Ahead of year-end, we are expecting to see some profit-taking in US stocks after their sharp gains over the past month. Gold and silver look like they are about to stage a rally, should the bulls maintain the latest breakout attempt. Bitcoin has also created a potential low. In FX, sterling continues to get pounded after PM Boris Johnson’s decision not to extend the Brexit transition period. This has investors wondering whether the UK could still crash out of the EU without a deal at the end of 2020, given that there will only be 11 months to negotiate a deal. The move accelerated today because of technical selling after the key $1.30 handle gave way. This level will be pivotal going forward – while below it, the path of least resistance would remain to the downside.
Anyway, here are the data highlights for the next couple of weeks:
Monday 23rd Dec
- US durable goods orders (-2.0% vs. +0.2% expected) and new home sales (730K expected)
- Canadian GDP (-0.1% vs. +0.1% expected)
Tuesday 24th-Thursday 26th Dec
- Christmas holidays in most region and most of us will be out of the office and there won’t be any major data either.
Friday 27th
- This will be the first full day of trading after Christmas.
- Japan will kick things off with the release industrial production, retail sales and Tokyo Core CPI.
- The day’s only other notable data release will be US crude oil inventories report.
Week beginning Monday 30th Dec
- Hello 2020: This will be the last week of 2019 and after Tuesday the first week of 2020. New Year’s Day will fall on Wednesday, meaning the markets will be shut then.
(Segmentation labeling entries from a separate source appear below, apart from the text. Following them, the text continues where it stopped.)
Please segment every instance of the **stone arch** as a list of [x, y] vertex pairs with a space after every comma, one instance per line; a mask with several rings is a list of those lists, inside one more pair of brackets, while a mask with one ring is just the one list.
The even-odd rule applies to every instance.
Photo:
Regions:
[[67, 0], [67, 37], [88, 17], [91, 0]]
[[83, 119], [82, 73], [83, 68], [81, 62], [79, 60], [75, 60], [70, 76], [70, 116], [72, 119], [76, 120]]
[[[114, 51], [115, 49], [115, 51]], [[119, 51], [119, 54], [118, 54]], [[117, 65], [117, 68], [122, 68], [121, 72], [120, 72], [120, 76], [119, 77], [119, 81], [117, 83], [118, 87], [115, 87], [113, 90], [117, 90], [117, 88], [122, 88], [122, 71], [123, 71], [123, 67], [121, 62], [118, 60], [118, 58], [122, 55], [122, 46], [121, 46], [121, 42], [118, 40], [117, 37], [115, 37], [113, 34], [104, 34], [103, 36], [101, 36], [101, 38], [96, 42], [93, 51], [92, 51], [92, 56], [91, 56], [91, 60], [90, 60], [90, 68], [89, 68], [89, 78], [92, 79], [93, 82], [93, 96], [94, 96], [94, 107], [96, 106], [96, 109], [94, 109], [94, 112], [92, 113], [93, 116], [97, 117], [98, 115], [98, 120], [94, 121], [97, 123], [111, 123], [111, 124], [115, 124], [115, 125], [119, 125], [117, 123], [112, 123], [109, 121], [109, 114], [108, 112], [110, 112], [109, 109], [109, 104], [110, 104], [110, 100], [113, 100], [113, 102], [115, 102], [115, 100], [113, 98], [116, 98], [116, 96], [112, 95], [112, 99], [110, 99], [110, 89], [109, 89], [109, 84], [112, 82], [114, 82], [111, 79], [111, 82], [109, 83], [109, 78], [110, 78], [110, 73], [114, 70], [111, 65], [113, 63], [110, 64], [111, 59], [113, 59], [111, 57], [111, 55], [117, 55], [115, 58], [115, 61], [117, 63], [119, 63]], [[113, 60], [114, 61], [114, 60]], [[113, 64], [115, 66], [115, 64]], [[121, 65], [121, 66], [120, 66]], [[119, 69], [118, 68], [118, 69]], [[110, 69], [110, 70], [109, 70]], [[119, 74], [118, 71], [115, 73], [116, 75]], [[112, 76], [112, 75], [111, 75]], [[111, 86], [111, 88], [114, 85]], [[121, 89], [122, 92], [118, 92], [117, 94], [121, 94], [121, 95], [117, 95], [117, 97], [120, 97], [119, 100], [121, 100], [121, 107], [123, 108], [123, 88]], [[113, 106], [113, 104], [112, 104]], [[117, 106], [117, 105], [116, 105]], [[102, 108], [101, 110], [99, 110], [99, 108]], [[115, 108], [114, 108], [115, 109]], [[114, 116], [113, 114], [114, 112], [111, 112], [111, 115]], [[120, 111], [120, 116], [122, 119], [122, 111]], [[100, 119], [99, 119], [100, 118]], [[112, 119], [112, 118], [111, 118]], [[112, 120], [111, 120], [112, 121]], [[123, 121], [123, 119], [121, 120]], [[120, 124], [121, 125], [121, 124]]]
- Monday 30th Dec – a few European data releases e.g. German retail sales and US Chicago PMI and pending home sales
- Tuesday 31st Dec – Chinese manufacturing PMI and a few US numbers, including CB Consumer Confidence
- Thursday 2nd Jan – first trading day of the New Year will see a pick up in data releases with some European PMIs, US ADP and crude oil inventories.
- Friday 3rd Jan – this will perhaps be the most important data for the markets over the next couple of weeks as we will have the always-important US non-farm payrolls report.